I felt right at home among the peeling paint, and thoroughly amazed to be in my second asylum, and just a month after Willard.
We quickly figured out we weren’t alone… this critter built a nest in a window frame and watched our every move through the ward. We thought about trying to free him, but couldn’t find a way without risking a rabid raccoon bite.
The place wasn’t in the best condition, but we weren’t expecting much, and got far more than we could have imagined.
As different as we might have seemed at first, it turned out we have a lot in common – two recovering engineers out traveling and exploring. Admittedly, he’s gotten farther than me; I still hope I can live that way someday, escape from society and spend a year wandering around. Until then I’ll settle for this though.
Take only pictures, leave only… shitty URBEX tags? This is not how you urbex.
Neither is this.
Or this.
We stopped in the cafeteria for lunch. They didn’t have what I was looking for. I didn’t expect them to, so I brought my own food from Chinatown. (And no, it wasn’t the durian. That went straight into a dumpster on Bayard St after I took a few furtive bites!)
From there we continued on into the other buildings in the state park section, more of the older patient wards
These corridors connected one building to another, a sign of at least a partial Cottage Plan asylum.

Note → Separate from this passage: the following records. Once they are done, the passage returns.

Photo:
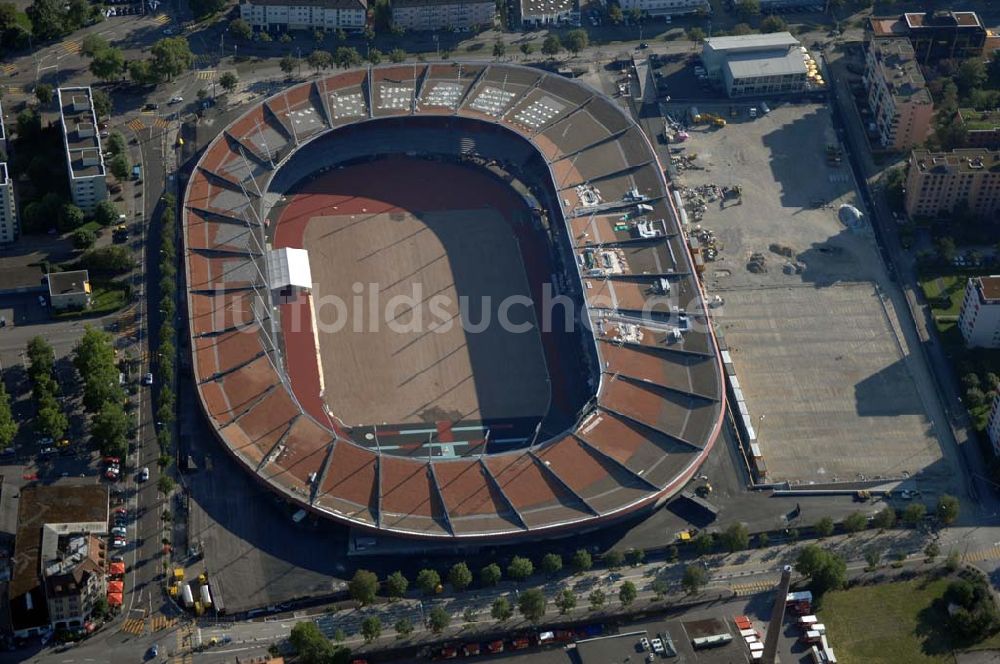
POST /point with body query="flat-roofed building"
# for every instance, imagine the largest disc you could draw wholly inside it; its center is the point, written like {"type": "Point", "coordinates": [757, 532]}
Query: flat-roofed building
{"type": "Point", "coordinates": [420, 15]}
{"type": "Point", "coordinates": [753, 65]}
{"type": "Point", "coordinates": [47, 516]}
{"type": "Point", "coordinates": [897, 94]}
{"type": "Point", "coordinates": [979, 319]}
{"type": "Point", "coordinates": [940, 182]}
{"type": "Point", "coordinates": [84, 161]}
{"type": "Point", "coordinates": [536, 13]}
{"type": "Point", "coordinates": [937, 36]}
{"type": "Point", "coordinates": [9, 228]}
{"type": "Point", "coordinates": [667, 7]}
{"type": "Point", "coordinates": [349, 15]}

We couldn’t get into this one. It was probably some sort of administrative building, but it’s in full view of the parking lot and park office.
These boards blocked off the next corridor, so it was time to search for alternate methods. It didn’t help that security was onto our case too and waiting for us outside this building.

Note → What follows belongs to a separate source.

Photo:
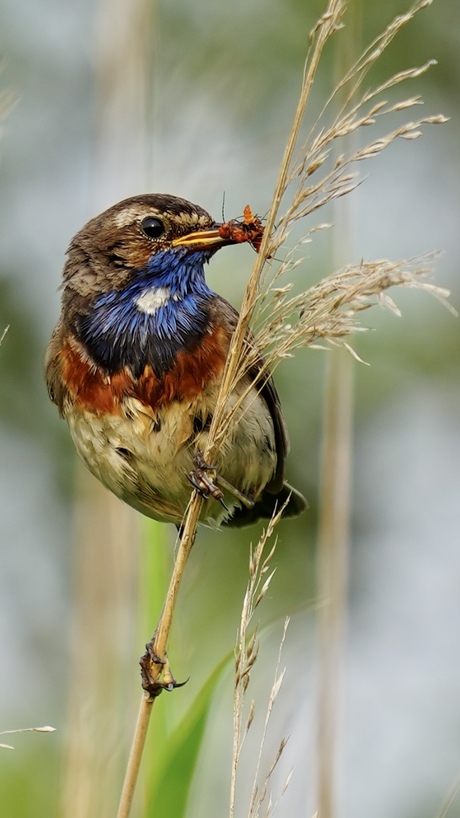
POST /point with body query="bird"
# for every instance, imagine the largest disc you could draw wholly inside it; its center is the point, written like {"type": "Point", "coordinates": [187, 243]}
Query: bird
{"type": "Point", "coordinates": [135, 363]}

We eventually got into the tunnels, and fought with the half-flooded labyrinth for over an hour, only to come back out right where we came in. At least the cop was gone… that being said, as soon as we got outside, there was no question that we’d just come out of the asylum, so we had that going against us.
By this time it was almost dark, so we wandered back into town for some pizza, and brought some beer back. After a bit more of a struggle than we’d hoped, and another failed bid at the tunnels, we decided to camp out on the roof of the Quads instead, got drunk on Brooklyn Pennant Ale, and passed out under the clear ocean sky!